Understanding home loan repayments:
Principal and interest vs interest-only
Last updated: 22 May 2024 | Estimated read time: 4 Minutes
When it comes to repaying your home loan, you have two options – principal and interest, or interest-only. Here’s what you need to know about each.
Home loan repayments can be a big drain on the monthly budget and the thought of reducing them, even for a short time, may be appealing. But before you opt for interest-only repayments over principal and interest, there are a few considerations to be aware of.
How do principal and interest repayments work?
There are two different parts to your home loan – the principal loan amount and the interest you pay on it.
When you get a new home loan or refinance, you may be given the option to repay the principal and interest at the same time, or just pay the interest for a set period – usually up to five years. Once your interest-only period has ended, you’ll generally automatically switch to paying principal and interest.
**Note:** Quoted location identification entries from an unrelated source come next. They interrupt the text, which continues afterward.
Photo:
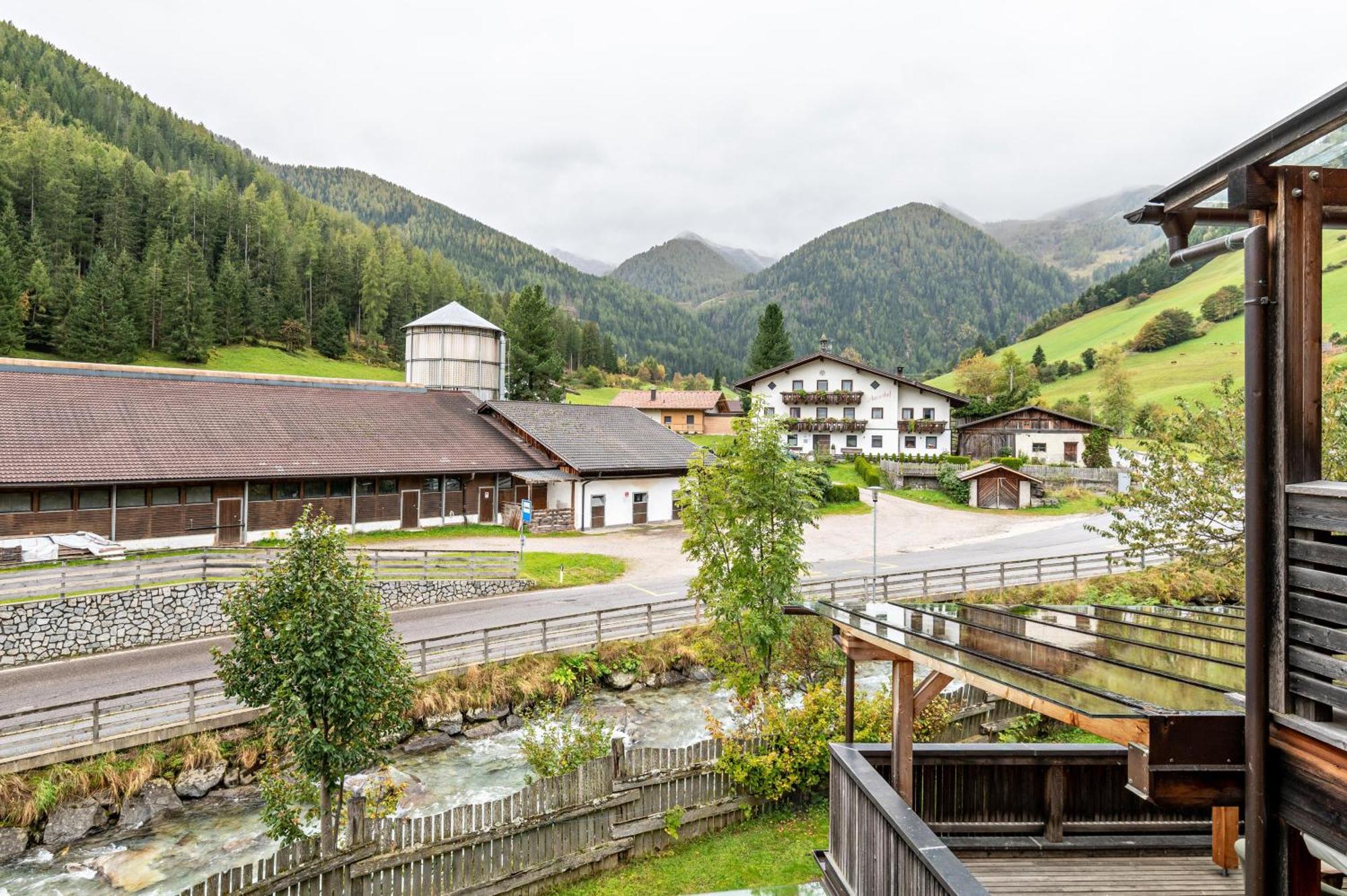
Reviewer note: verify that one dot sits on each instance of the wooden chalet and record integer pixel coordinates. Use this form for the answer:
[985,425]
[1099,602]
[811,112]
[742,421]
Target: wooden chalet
[1228,766]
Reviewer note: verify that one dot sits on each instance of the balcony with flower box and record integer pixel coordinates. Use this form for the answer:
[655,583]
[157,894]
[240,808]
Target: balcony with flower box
[822,397]
[829,424]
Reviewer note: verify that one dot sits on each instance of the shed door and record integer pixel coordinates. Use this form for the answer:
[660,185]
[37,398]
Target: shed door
[412,509]
[230,529]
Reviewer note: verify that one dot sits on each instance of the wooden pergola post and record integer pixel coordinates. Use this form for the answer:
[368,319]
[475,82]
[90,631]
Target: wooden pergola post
[902,732]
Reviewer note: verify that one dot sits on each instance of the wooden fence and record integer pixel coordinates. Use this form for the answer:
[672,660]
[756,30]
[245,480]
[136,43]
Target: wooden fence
[957,580]
[550,832]
[61,732]
[61,579]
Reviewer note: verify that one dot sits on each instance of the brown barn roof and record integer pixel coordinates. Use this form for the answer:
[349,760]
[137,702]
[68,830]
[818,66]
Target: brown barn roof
[669,399]
[71,424]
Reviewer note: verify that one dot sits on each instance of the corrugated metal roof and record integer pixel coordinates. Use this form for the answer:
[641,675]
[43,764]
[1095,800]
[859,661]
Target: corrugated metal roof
[455,315]
[67,427]
[599,438]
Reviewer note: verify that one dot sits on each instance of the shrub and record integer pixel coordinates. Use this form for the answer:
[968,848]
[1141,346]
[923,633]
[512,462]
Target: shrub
[1224,304]
[952,485]
[841,493]
[1097,448]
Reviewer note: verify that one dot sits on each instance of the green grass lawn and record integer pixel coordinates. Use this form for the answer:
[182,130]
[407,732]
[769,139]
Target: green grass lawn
[1189,369]
[266,359]
[773,850]
[1086,505]
[545,568]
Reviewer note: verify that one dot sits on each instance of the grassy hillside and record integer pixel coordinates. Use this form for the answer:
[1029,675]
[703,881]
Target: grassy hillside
[265,359]
[1185,370]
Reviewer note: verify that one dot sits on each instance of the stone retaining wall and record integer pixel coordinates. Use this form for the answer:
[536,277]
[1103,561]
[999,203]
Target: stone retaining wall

Or you may be able to refinance to a new loan and a new interest-only period.
Choosing to pay just the interest on your loan can give you some short-term breathing space and could have tax benefits in some cases, but you’ll pay more over the longer term. Here’s why.
Principal and interest repayments
When you pay principal and interest, you’re paying off your loan amount as well as the interest costs. This means your loan will reduce over time. And because interest is charged as a percentage of your loan amount, as your loan reduces, so does the overall interest you’ll pay.
While your monthly repayments will be higher, many lenders offer a lower interest rate when you pay principal and interest than for an interest-only home loan, so you’ll pay less over the long term.
Possible
Advantages
- You’ll usually pay less interest over the life of your loan.
- You’ll usually pay a lower interest rate than an interest-only loan, saving you money.
- You’ll tend to pay off your loan faster.
Potential Disadvantages
- Your monthly repayments will typically be higher than an interest-only loan.
- If you have an investment loan, you may miss out on some tax benefits.
Interest-only repayments
When you choose interest only repayments, you’re not paying down your loan, so it doesn’t reduce over time. So at the end of your interest-only period, you’ll still have the same amount to pay off.
After your interest-only period has ended, you’ll need to switch to principal and interest repayments or refinance to a new loan.
Making interest-only repayments usually means that you’ll pay less in the short term, but you will end up paying more in interest over the full life of your loan.
Possible
Advantages
- Potential tax benefits if you have an investment property loan.
- Reduced repayments for the short term can help with cashflow or temporary life circumstances like taking time off work to start a family.
Potential Disadvantages
- You’ll pay higher repayments after interest-only term ends.
- You’ll pay more interest over the life of your loan.
- A higher interest rate applies during the interest-only repayment period.
Choosing between principal and interest vs interest-only repayments
There’s no single right answer. The best option for you will depend on your individual situation and financial goals.
An interest-only home loan typically has lower repayments at the outset, so it could be an option if you have a temporary need to free up more cash or if you want to take advantage of tax benefits for an investment property home loan. But keep in mind that you’ll likely pay more in the long run, including a higher interest rate for the interest-only period of your loan and then more interest over the long-term.
On the other hand, paying principal and interest on your home loan will usually mean that your repayments are higher at the start of the loan term, but you’ll pay it off faster in the long run – and pay less in interest overall. However, if you have an investment property, you may miss out on some tax benefits.